The most general kernel launch we can do looks like thi:, square of 3 parameters.

The first is the dimensionality of the grid of blocks

that has bx X by X bz blocks.

Each one of those blocks is specified by this parameter: the block of threads that has tx X ty X tz threads in it,

and recall that this has a maximum size.

Finally, there's a third argument that defaults to zero if you don't use it,

and we're not going to cover it specifically today.

It's the amount of shared memory in bytes allocated per thread block.

With this one kernel call, you can launch an enormous number of threads.

And let's all remember, with great power comes great responsibility, so launch your kernels wisely.
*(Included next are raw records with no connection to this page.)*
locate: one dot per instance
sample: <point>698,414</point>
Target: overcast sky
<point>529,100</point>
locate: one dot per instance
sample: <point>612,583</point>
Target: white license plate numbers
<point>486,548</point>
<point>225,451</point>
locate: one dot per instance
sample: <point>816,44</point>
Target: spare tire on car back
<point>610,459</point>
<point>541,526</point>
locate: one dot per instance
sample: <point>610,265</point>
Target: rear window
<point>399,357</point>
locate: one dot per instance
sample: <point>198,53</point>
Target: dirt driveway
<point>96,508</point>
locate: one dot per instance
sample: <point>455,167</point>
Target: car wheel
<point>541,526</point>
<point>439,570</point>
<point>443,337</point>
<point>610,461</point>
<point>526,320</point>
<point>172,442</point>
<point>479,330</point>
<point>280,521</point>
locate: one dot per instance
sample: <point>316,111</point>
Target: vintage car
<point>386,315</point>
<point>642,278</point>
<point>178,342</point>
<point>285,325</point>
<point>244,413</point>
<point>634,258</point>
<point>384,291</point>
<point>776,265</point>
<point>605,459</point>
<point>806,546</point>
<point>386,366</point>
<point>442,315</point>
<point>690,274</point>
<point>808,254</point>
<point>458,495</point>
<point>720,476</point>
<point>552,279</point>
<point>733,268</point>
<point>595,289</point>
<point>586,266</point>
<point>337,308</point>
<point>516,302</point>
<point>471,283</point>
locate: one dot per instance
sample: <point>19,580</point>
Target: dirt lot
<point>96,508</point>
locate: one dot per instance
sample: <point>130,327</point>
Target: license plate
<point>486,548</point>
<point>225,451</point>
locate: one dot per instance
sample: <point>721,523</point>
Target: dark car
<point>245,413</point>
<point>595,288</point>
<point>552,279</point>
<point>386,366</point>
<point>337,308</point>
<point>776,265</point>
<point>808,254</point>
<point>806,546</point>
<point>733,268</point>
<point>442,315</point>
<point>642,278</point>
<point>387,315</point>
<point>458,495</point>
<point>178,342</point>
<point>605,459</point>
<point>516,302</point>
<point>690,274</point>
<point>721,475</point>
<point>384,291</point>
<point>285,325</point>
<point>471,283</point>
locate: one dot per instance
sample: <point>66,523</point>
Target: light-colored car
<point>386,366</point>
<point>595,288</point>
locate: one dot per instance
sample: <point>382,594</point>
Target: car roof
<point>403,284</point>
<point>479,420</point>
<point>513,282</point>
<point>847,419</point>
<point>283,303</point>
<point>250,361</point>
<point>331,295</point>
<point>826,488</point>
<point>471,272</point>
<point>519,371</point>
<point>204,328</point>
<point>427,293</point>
One more important thing about blocks and threads.

Recall from our square kernel, that each thread knows its thread ID within a block.

It actually knows many things.

First is threaded x, as we've seen, which thread it is within the block.

Here we have a block.

Each thread, say this thread here, knows its index in each of the x, y, and z dimensions,

and we can access those as thread idx.x, thread idx.y, and dot z.

We also know block Dim, the size of a block.

How many threads are there in this block

along the x dimension, the y dimension, and potentially the z dimension?

So we know those two things for a block.

We know the analogous things for a grid.

Block index for instance is which block am I in within the grid. Again dot x, dot y, and dot z.

And grid Dim will tell us the size of the grid, how many blocks there are

in the x dimension, the y dimension, and the z dimension.

What I want you to take home from this little discussion is only the following.

It's convenient to have multidimensional grids and blocks when your problem has multiple dimensions.

CUDA implements this natively and efficiently.

When you call thread at idx.x, or block dim.y, that's a very efficient thing within CUDA.

Since we're doing image processing in this course,

you should be counting on finding a lot of two dimensional grids and blocks.

So, let's wrap up with a little quiz.

Let's say I launch the following kernel.

Kernel with 2 parameters dim 3 (8, 4, 2, 2) and dim 3 (16, 16).

How many blocks will this call launch,

how many threads per block, and how many total threads?